UnitexGramLab / gramlab-ide

Unitex/GramLab Java IDE
https://unitexgramlab.org
Other
13 stars 27 forks source link

Search fails on query like a:b #173

Open eric-laporte opened 8 months ago

eric-laporte commented 8 months ago

A search query of the form a:b fails. The interface displays an error message suggesting the semicolon has been mistaken for a marker of subgraph call.

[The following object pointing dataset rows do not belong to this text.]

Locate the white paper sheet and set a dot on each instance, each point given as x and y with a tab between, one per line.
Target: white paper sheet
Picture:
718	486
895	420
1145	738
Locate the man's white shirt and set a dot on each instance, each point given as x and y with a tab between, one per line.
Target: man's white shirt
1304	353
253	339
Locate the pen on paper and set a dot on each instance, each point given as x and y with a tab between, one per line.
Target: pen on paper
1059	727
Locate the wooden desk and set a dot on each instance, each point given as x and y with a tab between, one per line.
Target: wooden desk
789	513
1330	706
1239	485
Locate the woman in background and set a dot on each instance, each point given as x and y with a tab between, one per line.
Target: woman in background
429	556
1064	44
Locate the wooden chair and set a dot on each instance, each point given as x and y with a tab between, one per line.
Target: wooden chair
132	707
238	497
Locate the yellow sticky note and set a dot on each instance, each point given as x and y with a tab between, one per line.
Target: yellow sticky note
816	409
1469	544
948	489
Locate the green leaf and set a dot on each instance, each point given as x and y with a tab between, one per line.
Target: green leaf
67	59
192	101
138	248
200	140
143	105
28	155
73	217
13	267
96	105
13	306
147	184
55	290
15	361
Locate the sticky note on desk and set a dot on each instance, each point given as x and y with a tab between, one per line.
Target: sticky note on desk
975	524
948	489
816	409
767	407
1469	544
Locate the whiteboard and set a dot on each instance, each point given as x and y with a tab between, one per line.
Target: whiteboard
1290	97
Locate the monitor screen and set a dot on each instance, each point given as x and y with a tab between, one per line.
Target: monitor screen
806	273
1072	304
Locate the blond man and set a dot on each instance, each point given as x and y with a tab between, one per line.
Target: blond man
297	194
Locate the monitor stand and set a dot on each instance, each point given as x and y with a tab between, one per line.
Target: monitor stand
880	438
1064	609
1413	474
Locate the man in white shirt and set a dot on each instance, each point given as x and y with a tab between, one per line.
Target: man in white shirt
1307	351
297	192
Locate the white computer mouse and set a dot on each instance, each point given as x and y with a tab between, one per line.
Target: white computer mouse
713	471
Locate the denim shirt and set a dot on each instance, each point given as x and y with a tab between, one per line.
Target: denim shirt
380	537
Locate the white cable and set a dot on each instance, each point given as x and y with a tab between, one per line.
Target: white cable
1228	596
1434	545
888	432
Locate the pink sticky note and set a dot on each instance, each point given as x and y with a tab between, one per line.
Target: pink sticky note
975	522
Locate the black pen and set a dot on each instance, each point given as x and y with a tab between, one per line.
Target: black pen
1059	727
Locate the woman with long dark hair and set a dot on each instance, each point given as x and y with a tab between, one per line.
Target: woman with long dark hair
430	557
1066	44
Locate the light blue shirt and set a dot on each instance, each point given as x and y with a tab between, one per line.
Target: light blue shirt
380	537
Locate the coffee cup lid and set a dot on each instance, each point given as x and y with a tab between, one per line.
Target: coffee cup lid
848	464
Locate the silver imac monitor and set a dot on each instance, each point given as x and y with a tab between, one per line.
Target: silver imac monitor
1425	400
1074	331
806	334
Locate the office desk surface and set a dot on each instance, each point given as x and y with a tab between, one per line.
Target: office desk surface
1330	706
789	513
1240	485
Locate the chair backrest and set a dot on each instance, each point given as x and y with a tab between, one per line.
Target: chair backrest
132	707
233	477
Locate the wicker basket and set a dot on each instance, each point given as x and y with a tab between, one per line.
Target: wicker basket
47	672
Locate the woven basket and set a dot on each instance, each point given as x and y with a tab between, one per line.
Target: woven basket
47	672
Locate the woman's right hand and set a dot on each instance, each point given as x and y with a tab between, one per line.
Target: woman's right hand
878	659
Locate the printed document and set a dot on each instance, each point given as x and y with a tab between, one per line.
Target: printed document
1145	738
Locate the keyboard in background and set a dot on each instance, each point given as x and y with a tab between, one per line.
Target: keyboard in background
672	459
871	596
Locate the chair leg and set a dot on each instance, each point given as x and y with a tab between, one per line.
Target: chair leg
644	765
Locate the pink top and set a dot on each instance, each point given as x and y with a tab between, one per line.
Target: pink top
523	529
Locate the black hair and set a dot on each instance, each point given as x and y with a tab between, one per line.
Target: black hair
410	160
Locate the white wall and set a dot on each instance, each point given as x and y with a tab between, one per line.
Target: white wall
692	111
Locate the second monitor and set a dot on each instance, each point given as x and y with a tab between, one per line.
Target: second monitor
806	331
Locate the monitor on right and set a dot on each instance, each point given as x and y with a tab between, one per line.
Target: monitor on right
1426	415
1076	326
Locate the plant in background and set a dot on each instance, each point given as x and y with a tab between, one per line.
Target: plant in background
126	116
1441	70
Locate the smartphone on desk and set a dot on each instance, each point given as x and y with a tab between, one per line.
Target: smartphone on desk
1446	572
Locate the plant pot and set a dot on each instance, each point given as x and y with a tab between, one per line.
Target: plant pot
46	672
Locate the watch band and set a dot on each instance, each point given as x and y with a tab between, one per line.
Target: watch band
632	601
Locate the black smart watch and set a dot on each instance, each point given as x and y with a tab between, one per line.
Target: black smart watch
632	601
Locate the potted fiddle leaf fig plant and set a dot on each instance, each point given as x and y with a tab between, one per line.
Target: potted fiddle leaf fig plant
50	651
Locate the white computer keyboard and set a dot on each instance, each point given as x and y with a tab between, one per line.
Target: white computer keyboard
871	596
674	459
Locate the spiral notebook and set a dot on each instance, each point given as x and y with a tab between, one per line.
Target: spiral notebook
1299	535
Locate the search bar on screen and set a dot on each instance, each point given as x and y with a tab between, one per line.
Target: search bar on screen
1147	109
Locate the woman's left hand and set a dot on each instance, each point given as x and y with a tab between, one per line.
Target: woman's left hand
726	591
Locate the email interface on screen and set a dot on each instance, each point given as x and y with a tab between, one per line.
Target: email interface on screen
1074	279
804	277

What steps will reproduce the problem?

  1. Open the French 80jours corpus with default configuration
  2. Launch Locate pattern with default configuration and a query of the form a:b, e.g. trois:sienne or jours:6, without spaces before or after the ':' character

What is the expected output?

A "Result info" dialog box should provide the number of occurrences found.

What do you see instead?

An error message is displayed in red: 'regexp: unexpected subgraph call in token_sequence_2_integer_sequence'. The search fails.

More info

martinec commented 8 months ago

Internally, an expression like trois:sienne is converted into a graph:

Thus, the colon : is interpreted as an instruction to call a sub-graph.

For the time being, you can type trois\:sienne as a workaround.

Since this issue is directly related to the use of Locate with Regular Expressions rather than with Graphs, a future enhancement could involve automatically escaping colons before generating the graph representation.